Kevin Jairaj-USA TODAY Sports

We're now almost 48 hours removed from what I'm comfortable calling the most excruciating end to a Seattle Sounders season to date. It's not just that they were eliminated on penalty kicks for the first time, it's how the game even ended up there that is so rough.

I say this in all honesty: It still hurts to watch the highlights. I've made myself do it more times than is healthy at this point, but every time I see Chad Marshall pound in his header with the knowledge that less than two minutes later it will all be for naught ... it gives me a sickening feeling.

I also say this in complete honesty: This was the first time I truly, honestly felt confident that the Sounders would at least advance to an MLS Cup final. Even after they were mostly outplayed by FC Dallas in the second leg, I really liked their chances in the conference finals. Of course, that only makes the sense of loss that much harder to deal with.

Having the season end in such a frustrating fashion also makes assessing it harder than it has ever been.

This wasn't the abject disaster of 2013. That year wasn't just bombing out of the playoffs in the Western Conference semifinals, it was getting dominated by your biggest rival, winning just one of their final 10 games, losing to a NASL team in the U.S. Open Cup, bickering, in-fighting and a general sense that everything was falling apart.

This year had some genuine highlights. The Sounders not only managed to win what was widely considered to be the toughest CONCACAF Champions League group, but they also managed to reclaim the Cascadia Cup for the first since 2011. By all reports, the locker room was cohesive, with players getting along and focused on a single goal. When we look back on this year's roster, we'll scratch our heads wondering how it didn't come together. The shame will be that it literally never had a chance to.

At no point were the Sounders' best 11 players available at the same time. Whether it was injuries, international call-ups or suspensions, someone was always missing. Osvaldo Alonso missed 15 games (including all three playoff matches); Clint Dempsey missed 14 games; Obafemi Martins missed 13; we only got to see Román Torres play four times before he tore his ACL; Nelson Haedo Valdez never seemed to get fully fit; Brad Evans even missed eight games (including both in the FC Dallas series). At no point were all of those players on the field together, and there were far too many games when the Sounders were missing more than one of them, let alone players like Erik Friberg or Andreas Ivanschitz.

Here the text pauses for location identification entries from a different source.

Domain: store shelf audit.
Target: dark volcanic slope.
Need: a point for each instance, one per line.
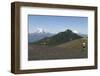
(41, 52)
(59, 38)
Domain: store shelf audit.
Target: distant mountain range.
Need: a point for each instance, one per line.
(57, 39)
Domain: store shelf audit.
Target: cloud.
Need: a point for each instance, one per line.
(75, 31)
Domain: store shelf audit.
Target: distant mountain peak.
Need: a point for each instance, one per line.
(59, 38)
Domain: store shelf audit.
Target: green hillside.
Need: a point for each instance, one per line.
(59, 38)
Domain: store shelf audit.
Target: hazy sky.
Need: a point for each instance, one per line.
(55, 24)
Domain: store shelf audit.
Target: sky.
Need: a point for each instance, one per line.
(55, 24)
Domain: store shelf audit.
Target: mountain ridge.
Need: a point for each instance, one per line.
(59, 38)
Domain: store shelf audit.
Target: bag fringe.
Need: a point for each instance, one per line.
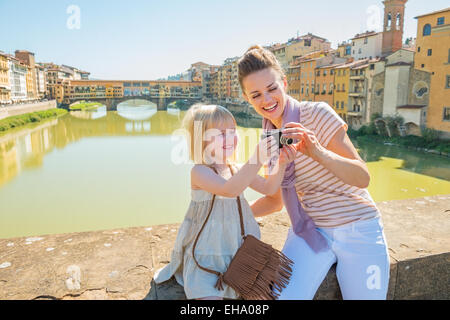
(259, 271)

It's impossible not to look at this roster and wonder "what if?" What's even worse is that the window to find out may already be closed. We have no idea how many of these players will be back in 2016 or how much their skills will have diminished by then. It's no secret that this team has a limited window of success, we can only hope it's open a little bit longer.

I seriously have no idea what will happen with this team in the coming days, weeks and months. The recent comments from Garth Lagerwey, Sigi Schmid and countless pundits all hint that some significant change is in the offing, on the roster, on the sideline or possibly both.

Knowing all of this only makes the pain of Sunday linger. No matter what happens in the years to come, this year's team had the potential to be special. And it wasn't.